Le grand Aimé Césaire au sujet de Schœlcher : « Victor Schœlcher, un des rares souffles d’air pur qui ait soufflé sur une histoire de meurtres, de pillage, d’exactions ».



Aimé Césaire, Introduction à Esclavage et colonisation, recueil de textes de Victor Schœlcher, P.U.F., 1948.



La Fondation pour pour la Mémoire de l'Esclavage condamne ces actes dans un communiqué de presse paru ce jour:



En ce 23 mai qui est depuis 2017 la journée nationale en hommage aux victimes de l'esclavage, Jean-Marc Ayrault, président de la Fondation pour la Mémoire de l'Esclavage, et Romuald Fonkoua, président du conseil scientifique, condamnent la destruction de deux statues de Victor Schoelcher à Fort-de-France, ville fondatrice de la Fondation, et à Schoelcher hier, 22 mai, jour-anniversaire de l'abolition en Martinique.

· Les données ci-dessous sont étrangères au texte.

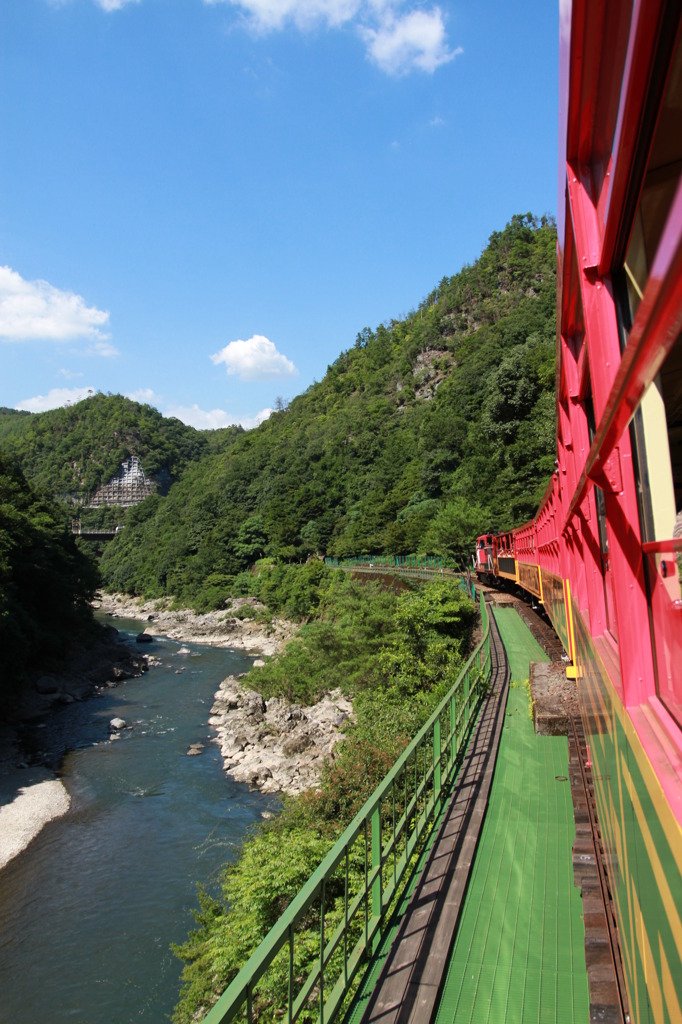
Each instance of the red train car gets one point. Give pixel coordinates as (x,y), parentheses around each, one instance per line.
(604,550)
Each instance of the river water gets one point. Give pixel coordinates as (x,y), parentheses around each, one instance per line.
(88,911)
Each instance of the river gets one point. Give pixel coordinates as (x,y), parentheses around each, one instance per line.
(88,911)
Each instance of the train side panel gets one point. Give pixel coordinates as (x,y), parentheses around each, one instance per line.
(608,529)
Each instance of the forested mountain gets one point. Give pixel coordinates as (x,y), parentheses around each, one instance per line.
(75,450)
(46,583)
(427,430)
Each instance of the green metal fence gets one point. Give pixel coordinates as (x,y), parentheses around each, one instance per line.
(341,910)
(432,562)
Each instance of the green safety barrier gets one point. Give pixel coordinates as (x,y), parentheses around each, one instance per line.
(383,840)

La figure de Victor Schoelcher appartient à l'histoire du combat pour la liberté et l'égalité. Ce combat a réuni les personnes réduites en esclavage, qui n'ont cessé de se révolter contre leur état, et l'ont fait encore le 22 mai 1848 en Martinique, et des militants abolitionnistes comme Victor Schoelcher qui ont mis ce combat au cœur du projet républicain.



Nier cette histoire va à l'encontre de l'émancipation des femmes et des hommes, par la culture, par la sécurité économique, par la reconnaissance des droits humains, qui est toujours un sujet d'actualité aux Antilles, dans toute la France et dans le monde.

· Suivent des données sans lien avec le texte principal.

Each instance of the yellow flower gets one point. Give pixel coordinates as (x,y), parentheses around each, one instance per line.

L’artiste Joby Bernabé rappelait encore hier l'importance de ne pas dissocier le combat des marrons de celui de Victor Schoelcher lors Live Facebook organisé par la Fondation pour la Mémoire de l’Esclavage à l'occasion de la célébration du 22 mai en Martinique.



Le fondement de l'action de la Fondation pour la mémoire de l'esclavage est de rassembler les mémoires, en transmettant l'histoire de l'esclavage et ses conséquences qui restent encore aujourd'hui trop mal connues.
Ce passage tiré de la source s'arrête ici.